ISSUE 18 ARCHIVE - MARINE ARCHAEOLOGY

You can’t get very far off the coast

of England before you bump into a shipwreck: we have wrecks off our coast dating back to the Bronze Age. These are witness to hundreds, if not thousands of years of trade in cargo, people and ideas – and wars. They and their artifacts can tell stories that even the history books can’t.

Now a new PADI speciality course set up and run by the Maritime Archaeology Sea Trust (MAST) aims to help you understand what you are seeing and equip you with the basics of underwater archaeology, how to record and understand what you are seeing.

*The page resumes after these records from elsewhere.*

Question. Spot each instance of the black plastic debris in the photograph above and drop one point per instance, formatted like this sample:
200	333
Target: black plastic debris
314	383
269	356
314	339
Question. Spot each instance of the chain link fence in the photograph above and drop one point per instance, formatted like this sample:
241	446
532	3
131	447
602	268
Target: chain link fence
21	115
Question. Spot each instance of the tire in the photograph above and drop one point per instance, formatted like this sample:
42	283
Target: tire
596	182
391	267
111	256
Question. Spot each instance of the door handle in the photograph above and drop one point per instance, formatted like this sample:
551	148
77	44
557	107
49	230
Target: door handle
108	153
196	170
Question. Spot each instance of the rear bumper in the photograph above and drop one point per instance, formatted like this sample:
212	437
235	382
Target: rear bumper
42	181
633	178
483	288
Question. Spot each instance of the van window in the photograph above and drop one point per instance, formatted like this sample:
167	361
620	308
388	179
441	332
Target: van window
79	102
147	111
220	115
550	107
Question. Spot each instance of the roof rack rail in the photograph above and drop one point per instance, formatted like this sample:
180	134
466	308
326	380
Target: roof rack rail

The course is written and designed by maritime archaeologists with experience in a great range of underwater sites around the world. It is all part of a greater mission of course, to recruit a new generation of eyes and ears to look after our underwater cultural heritage. The only hope we have of preserving our future is by learning from our past, by recording and appreciating our wrecks – these vessels represented society’s most developed

or technologically advanced piece of equipment, comparable to today’s space exploration.

Enter the vast amphibian army of fearless British sports divers. Armed with little more than tape measures and cameras, students will learn over two days just how much of a difference they can make in preserving our underwater heritage.

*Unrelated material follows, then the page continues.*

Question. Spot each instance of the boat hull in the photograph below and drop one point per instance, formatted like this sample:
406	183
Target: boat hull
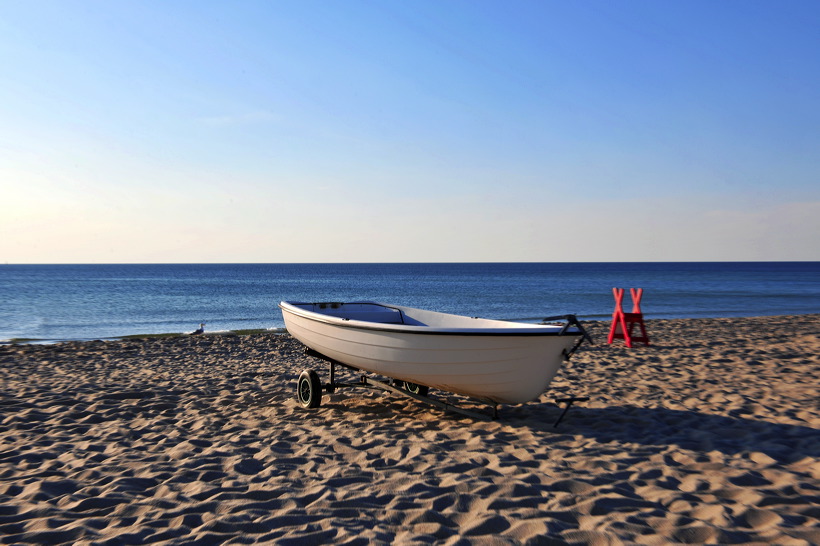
499	365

The course is taught in Plymouth and since the practical diving sessions take place in a sheltered water training area, no foul weather or badly timed tide can stop us. Students are taken through the basics of simple yet crucial recording techniques used by archaeologists the world over.

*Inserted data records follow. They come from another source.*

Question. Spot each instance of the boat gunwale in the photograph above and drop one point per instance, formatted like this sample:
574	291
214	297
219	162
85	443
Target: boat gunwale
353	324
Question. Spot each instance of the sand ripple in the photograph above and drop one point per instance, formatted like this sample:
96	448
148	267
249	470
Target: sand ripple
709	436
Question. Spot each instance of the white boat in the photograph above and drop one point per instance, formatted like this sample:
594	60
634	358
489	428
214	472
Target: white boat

An introduction to the laws governing divers and underwater archaeology is also included, and very often visiting lecturers from the maritime archaeology world will give a talk on their experiences. Recently students have had the chance to hear Pete McBride discuss the work on the Coronation shipwreck and Dave Parham speak about the excavation of the Swash Channel wreck, the biggest shipwreck excavation since the Mary Rose.

The course costs £185 for the two days. The price also includes a reduced price voucher to dive the Coronation protected wreck site, guided by one of the licensees, an expert on the site and its history. All the profits from the course are donated to MAST to contribute to underwater heritage research projects. PADI instructors, who would like to teach it themselves, are encouraged to discuss this with their instructor.